Perlahan, raden Kamandraka mendekati dewi Gayatri dan mencium dahi wanita cantik itu. 

"Apa kita akan melakukannya sekarang?" tanya Dewi Gayatri malu-malu. Kamadraka mengangguk dan membawa Dewi Gayatri untuk berbaring. Perlahan ia mengecup pipi Gayatri lalu pindah ke bibir merah yang selama ini selalu menggoda pandangan matanya. Kamandraka melumat bibir itu dengan lembut sementara Dewi Gayatri menikmati sentuhan demi sentuhan yang diberikan oleh Kamandraka. Hingga akhirnya tubuh keduanya sudah benar-benar polos, raden Kamandraka menatap kedua manik mata Dewi Gayatri , "Kau siap?" tanyanya di sela deru napas yang memburu.

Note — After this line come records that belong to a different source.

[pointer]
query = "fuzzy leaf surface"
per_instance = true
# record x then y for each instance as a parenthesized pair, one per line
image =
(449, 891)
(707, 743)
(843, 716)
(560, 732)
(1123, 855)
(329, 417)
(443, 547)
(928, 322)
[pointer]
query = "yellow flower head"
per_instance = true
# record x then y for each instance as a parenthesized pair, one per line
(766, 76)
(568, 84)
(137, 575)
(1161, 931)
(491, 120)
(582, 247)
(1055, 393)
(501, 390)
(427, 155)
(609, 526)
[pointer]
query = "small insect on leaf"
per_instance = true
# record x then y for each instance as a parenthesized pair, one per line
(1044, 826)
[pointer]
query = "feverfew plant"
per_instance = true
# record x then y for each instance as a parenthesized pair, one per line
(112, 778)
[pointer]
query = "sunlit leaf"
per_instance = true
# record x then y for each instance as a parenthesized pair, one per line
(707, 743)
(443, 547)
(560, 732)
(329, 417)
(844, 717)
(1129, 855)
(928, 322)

"Ambillah apa yang sudah menjadi hakmu, Kakang," kata Dewi Gayatri lirih. Kamandraka pun langsung menyatukan tubuh mereka perlahan. Dilihatnya Dewi Gayatri mengigit bibirnya menahan sakit di bagian tubuhnya. 

      Kamandraka pun melakukannya, ia memacu di atas tubuh indah Dewi Gayatri hingga akhirnya wanita itu mengeluarkan desahan dari bibir indahnya. Ketika mereka sampai pada puncaknya, Kamandraka pun mengeluarkan semuanya dalam rahim sang istri membuat Gayatri memeluk tubuhnya dengan erat. 

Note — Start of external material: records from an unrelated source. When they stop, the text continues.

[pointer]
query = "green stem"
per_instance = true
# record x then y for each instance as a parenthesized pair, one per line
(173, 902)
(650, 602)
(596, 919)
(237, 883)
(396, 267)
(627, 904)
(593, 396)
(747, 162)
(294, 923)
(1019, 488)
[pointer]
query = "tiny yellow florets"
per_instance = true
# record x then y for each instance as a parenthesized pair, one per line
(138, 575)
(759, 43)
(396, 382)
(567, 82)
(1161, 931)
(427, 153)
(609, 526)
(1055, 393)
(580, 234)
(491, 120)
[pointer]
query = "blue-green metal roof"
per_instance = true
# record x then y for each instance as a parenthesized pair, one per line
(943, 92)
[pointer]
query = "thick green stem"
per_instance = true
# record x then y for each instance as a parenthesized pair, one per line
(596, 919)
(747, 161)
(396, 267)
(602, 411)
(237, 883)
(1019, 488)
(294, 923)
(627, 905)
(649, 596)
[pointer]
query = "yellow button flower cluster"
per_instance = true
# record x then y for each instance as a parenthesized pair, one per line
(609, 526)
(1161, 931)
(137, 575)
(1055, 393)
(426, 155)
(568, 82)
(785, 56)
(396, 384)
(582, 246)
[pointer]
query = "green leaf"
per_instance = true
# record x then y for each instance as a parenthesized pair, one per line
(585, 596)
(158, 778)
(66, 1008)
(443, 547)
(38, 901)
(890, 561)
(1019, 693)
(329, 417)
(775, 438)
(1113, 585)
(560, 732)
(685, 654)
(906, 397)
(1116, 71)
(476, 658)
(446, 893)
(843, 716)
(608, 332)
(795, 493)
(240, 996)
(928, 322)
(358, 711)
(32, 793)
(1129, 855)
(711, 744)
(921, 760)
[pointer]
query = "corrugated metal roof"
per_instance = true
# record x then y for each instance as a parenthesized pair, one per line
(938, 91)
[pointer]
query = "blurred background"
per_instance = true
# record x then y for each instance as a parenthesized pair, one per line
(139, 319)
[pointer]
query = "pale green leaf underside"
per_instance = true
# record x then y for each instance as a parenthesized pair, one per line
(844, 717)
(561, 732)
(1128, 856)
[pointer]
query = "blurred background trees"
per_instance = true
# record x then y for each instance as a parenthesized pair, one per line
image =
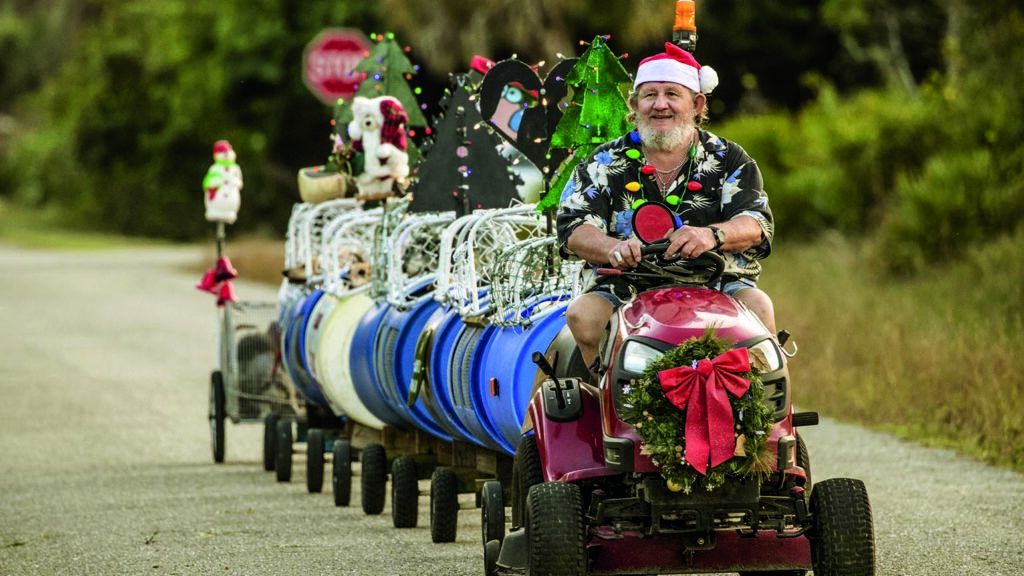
(897, 120)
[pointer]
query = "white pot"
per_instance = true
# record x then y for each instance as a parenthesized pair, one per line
(317, 186)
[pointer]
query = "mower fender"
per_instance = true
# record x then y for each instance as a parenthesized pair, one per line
(569, 450)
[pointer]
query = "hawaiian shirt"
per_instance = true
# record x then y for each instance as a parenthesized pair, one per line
(720, 182)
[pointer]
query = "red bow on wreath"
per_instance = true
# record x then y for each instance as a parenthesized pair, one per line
(709, 420)
(218, 281)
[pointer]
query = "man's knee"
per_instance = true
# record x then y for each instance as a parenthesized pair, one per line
(587, 317)
(760, 303)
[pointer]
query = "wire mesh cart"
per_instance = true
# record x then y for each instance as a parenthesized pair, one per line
(249, 385)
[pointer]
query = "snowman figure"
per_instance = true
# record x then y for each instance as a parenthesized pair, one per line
(222, 186)
(378, 130)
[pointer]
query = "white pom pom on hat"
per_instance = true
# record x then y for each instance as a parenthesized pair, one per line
(709, 79)
(677, 66)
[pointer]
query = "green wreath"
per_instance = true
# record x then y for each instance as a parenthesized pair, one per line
(662, 425)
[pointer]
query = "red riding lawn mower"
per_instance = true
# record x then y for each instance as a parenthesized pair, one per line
(588, 497)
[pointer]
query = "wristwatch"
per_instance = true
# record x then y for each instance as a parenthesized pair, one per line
(719, 235)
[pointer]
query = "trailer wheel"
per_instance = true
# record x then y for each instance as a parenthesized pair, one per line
(218, 412)
(341, 472)
(526, 472)
(443, 505)
(283, 451)
(374, 479)
(843, 537)
(404, 493)
(491, 552)
(554, 530)
(314, 460)
(269, 429)
(493, 511)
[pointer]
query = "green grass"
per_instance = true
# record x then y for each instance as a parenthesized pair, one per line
(46, 230)
(932, 359)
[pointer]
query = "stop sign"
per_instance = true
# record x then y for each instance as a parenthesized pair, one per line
(329, 64)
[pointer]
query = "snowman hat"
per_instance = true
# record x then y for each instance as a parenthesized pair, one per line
(677, 66)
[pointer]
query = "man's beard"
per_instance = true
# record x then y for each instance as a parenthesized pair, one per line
(663, 140)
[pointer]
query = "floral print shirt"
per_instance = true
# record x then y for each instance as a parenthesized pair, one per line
(720, 182)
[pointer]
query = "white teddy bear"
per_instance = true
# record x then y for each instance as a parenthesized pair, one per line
(378, 129)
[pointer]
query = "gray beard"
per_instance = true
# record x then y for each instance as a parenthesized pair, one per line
(663, 141)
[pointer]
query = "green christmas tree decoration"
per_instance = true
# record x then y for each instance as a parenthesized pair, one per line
(596, 114)
(387, 69)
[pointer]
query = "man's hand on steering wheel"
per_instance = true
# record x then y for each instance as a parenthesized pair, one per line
(689, 242)
(625, 254)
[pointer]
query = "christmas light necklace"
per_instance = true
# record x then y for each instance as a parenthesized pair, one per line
(665, 187)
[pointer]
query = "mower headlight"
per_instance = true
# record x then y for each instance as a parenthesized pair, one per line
(768, 354)
(637, 356)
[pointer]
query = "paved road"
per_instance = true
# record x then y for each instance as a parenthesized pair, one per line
(103, 366)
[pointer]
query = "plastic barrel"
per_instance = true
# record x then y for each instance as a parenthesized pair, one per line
(445, 324)
(332, 359)
(395, 355)
(363, 369)
(504, 373)
(311, 346)
(293, 352)
(465, 343)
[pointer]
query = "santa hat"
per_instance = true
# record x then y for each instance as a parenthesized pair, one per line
(480, 64)
(677, 66)
(395, 119)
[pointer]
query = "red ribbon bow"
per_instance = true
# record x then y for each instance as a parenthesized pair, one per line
(709, 420)
(217, 281)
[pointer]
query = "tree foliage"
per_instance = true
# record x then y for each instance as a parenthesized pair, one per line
(859, 112)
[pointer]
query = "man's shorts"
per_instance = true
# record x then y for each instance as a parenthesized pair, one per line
(730, 288)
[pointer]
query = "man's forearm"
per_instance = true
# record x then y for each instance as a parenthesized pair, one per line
(591, 244)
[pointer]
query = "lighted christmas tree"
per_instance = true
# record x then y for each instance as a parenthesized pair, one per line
(596, 114)
(388, 71)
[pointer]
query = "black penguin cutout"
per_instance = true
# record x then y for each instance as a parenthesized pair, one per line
(463, 170)
(523, 109)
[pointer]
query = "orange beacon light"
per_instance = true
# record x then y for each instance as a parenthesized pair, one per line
(684, 31)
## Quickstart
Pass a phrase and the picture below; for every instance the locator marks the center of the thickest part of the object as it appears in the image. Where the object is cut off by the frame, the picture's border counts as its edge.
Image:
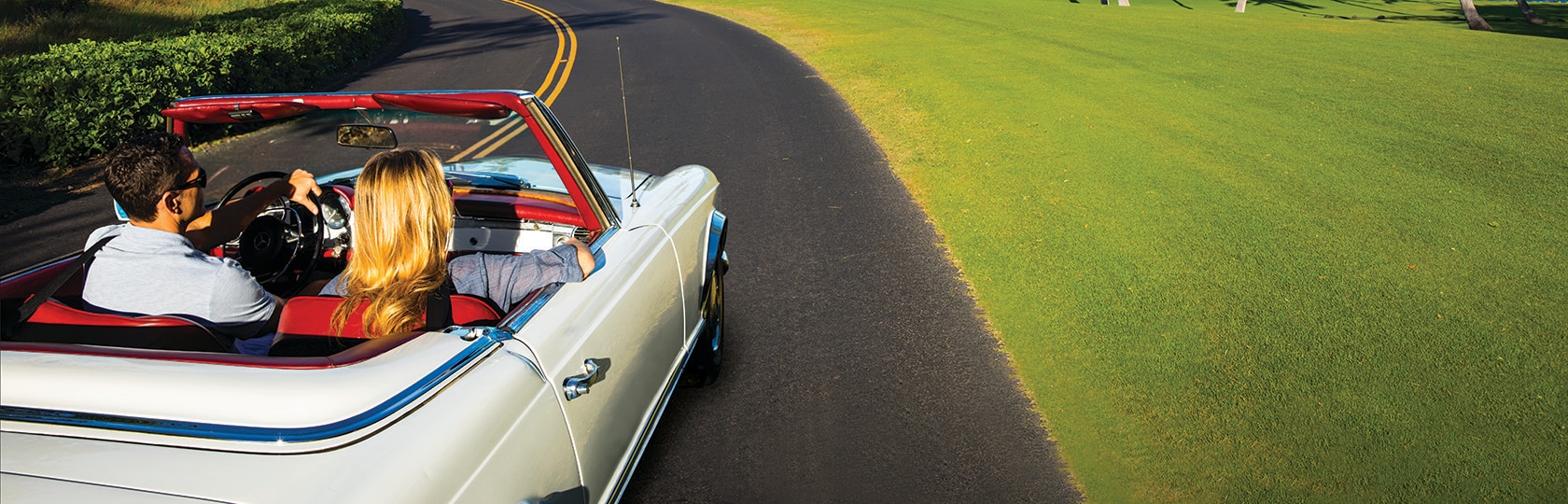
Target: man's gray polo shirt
(149, 272)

"Kita harus segera keluar dari sini,dinda," kata Kamandraka sambil memakai kembali pakaiannya. Dewi Gayatri segera mengikuti perintah suaminya itu. Ia tersenyum malu saat melihat ada noda darah di atas ranjangnya menandakan bahwa kini ia sudah bukan gadis perawan lagi.

   

       Betapa terkejutnya Kamandraka saat melihat para prajurit Kahuripan sudah terbujur kaku. Ia dan Gayatri pun segera melangkah keluar dan mendapati Empu Supa dan Patih Benggala sedang bertarung dengan seorang pemuda gagah. Pemuda itu langsung melotot saat melihat Kamandraka dan Gayatri.

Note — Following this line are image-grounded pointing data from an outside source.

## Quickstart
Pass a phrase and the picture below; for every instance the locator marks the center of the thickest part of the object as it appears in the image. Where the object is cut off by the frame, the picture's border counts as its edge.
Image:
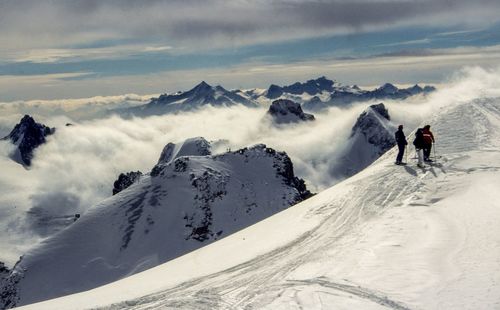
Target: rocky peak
(196, 146)
(125, 180)
(287, 111)
(202, 88)
(27, 135)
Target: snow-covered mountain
(201, 95)
(312, 95)
(283, 111)
(27, 135)
(125, 180)
(189, 199)
(390, 237)
(371, 136)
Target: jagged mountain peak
(388, 88)
(197, 146)
(27, 135)
(380, 109)
(189, 202)
(287, 111)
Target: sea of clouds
(77, 166)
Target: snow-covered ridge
(390, 237)
(371, 136)
(283, 111)
(187, 201)
(27, 135)
(201, 95)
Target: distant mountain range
(27, 135)
(313, 95)
(190, 199)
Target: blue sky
(69, 49)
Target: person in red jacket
(428, 138)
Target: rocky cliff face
(201, 95)
(125, 180)
(27, 136)
(186, 202)
(371, 136)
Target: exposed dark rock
(369, 124)
(274, 92)
(125, 180)
(201, 95)
(27, 135)
(9, 280)
(286, 111)
(311, 87)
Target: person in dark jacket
(419, 146)
(401, 142)
(428, 138)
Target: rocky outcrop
(27, 136)
(125, 180)
(311, 87)
(284, 111)
(201, 95)
(188, 202)
(371, 136)
(373, 125)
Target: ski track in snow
(362, 254)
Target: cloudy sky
(82, 48)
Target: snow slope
(396, 237)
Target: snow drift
(389, 237)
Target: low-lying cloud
(217, 22)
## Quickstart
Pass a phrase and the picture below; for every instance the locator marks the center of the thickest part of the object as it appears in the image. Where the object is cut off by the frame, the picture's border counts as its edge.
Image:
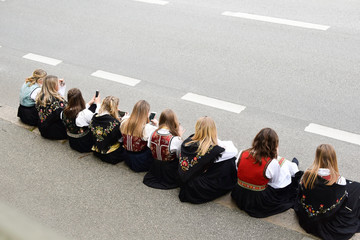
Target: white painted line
(158, 2)
(212, 102)
(38, 58)
(116, 78)
(333, 133)
(276, 20)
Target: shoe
(295, 161)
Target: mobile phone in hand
(121, 113)
(152, 115)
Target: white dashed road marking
(212, 102)
(116, 78)
(333, 133)
(158, 2)
(39, 58)
(276, 20)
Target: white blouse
(175, 144)
(279, 176)
(84, 117)
(147, 131)
(230, 150)
(61, 91)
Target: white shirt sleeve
(62, 90)
(237, 159)
(35, 93)
(175, 145)
(280, 175)
(148, 129)
(230, 150)
(341, 181)
(84, 117)
(149, 140)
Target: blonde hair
(325, 157)
(49, 91)
(134, 126)
(168, 119)
(38, 74)
(110, 104)
(205, 134)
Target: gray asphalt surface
(287, 77)
(83, 198)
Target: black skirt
(28, 115)
(82, 144)
(163, 175)
(114, 157)
(55, 130)
(139, 161)
(219, 179)
(343, 224)
(268, 202)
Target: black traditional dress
(329, 212)
(27, 111)
(80, 138)
(106, 135)
(50, 125)
(163, 173)
(203, 178)
(254, 195)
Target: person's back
(264, 187)
(28, 92)
(50, 104)
(251, 174)
(328, 205)
(206, 164)
(76, 117)
(105, 128)
(136, 131)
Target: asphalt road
(287, 77)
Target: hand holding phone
(61, 82)
(152, 116)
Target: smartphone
(152, 115)
(121, 113)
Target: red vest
(251, 175)
(134, 144)
(160, 146)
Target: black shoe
(295, 161)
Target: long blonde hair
(168, 119)
(110, 104)
(205, 134)
(134, 126)
(325, 157)
(49, 91)
(38, 74)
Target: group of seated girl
(261, 182)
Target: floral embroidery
(312, 212)
(186, 164)
(45, 112)
(100, 132)
(71, 127)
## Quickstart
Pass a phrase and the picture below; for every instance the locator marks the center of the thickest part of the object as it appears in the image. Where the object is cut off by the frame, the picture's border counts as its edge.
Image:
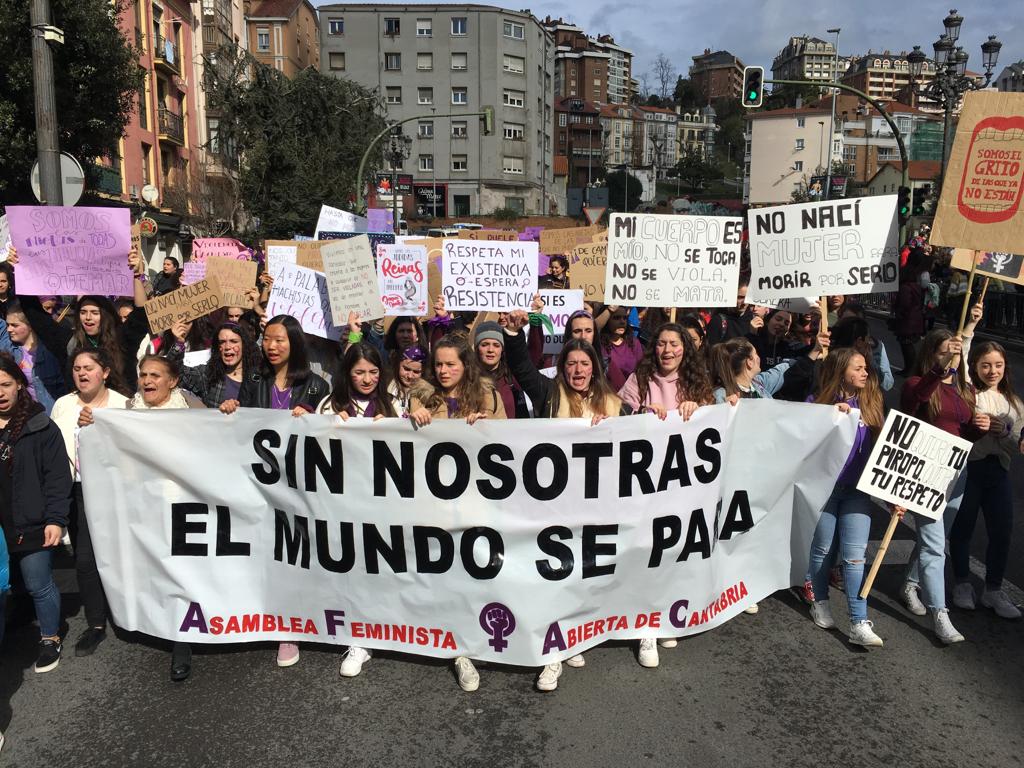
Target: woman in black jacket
(35, 499)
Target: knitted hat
(488, 330)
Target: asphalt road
(769, 689)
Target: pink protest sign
(227, 248)
(72, 251)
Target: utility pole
(47, 146)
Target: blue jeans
(988, 488)
(843, 528)
(37, 572)
(928, 561)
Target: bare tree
(665, 73)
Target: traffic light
(754, 86)
(903, 205)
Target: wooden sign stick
(879, 556)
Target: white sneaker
(648, 652)
(469, 678)
(964, 596)
(997, 601)
(355, 656)
(821, 614)
(548, 679)
(911, 600)
(862, 633)
(944, 629)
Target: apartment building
(283, 34)
(442, 65)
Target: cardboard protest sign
(558, 305)
(401, 272)
(302, 294)
(235, 278)
(1006, 266)
(488, 276)
(72, 251)
(980, 205)
(334, 219)
(667, 260)
(186, 303)
(507, 236)
(228, 248)
(913, 465)
(587, 267)
(193, 271)
(834, 247)
(351, 279)
(563, 241)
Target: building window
(513, 64)
(514, 98)
(514, 31)
(515, 131)
(512, 165)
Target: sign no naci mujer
(515, 542)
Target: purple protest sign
(72, 251)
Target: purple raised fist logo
(498, 622)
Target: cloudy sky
(757, 30)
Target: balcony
(165, 55)
(171, 127)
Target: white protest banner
(659, 260)
(558, 305)
(302, 294)
(351, 279)
(913, 465)
(492, 276)
(335, 219)
(401, 272)
(835, 247)
(72, 251)
(516, 542)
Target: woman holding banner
(845, 524)
(940, 394)
(988, 484)
(462, 392)
(97, 385)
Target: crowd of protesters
(58, 366)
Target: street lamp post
(951, 82)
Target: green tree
(621, 183)
(300, 140)
(96, 79)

"Jahanam! Kau sudah membuat rencanaku hancur berantakan! Terimalah ini," pemuda itu yang tak lain adalah Fajar Kelana langsung menyerang dengan pukulan yang mematikan. Keduanya pun terlibat dalam pertarungan yang sengit. 

       Tenaga Fajar Kelana tidak sama dengan Kamandraka. Meskipun Kamandraka sudah memiliki tingkatan ilmu yang nyaris sempurna, namun Fajar Kelana adalah titisan iblis yang tentu saja tidak dapat disamakan dengan kemampuan manusia biasa.

       Melihat Kamandraka yang mulai terdesak patih Benggala pun turun tangan dan membantu. Saat itulah Kamandraka melepaskan ajian braja musti miliknya disatukan dengan kekuatan Empu Supa tepat ke dada Fajar Kelana yang langsung menjerit kesakitan.

"Setan!" makinya geram. Ia pun segera membalas pukulan Kamadraka , namun karena ia sudah terlukan maka pukulan-pukulan yang ia lancarkan tidak seganas sebelumnya. Dan pada saat ia lemah, Kamandraka pun mengeluarkan pedang saktinya dan langsung menghujamkan ke jantung Fajar Kelana. 

       Namun, aneh saat pedang itu menghujam tidak ada setetes darahpun yang mengalir, tubuh itu malah berasap seperti terbakar.

"Kalian bisa mengalahkan aku sekarang. Tapi, ingatlah 666 tahun lagi aku akan kembali datang ke dunia ini. Jiwaku akan reinkarnasi dan akan melakukan kembali apa yang  hari ini belum sempat aku capai. Persiapkan diri kalian, kita akan bertemu lagi."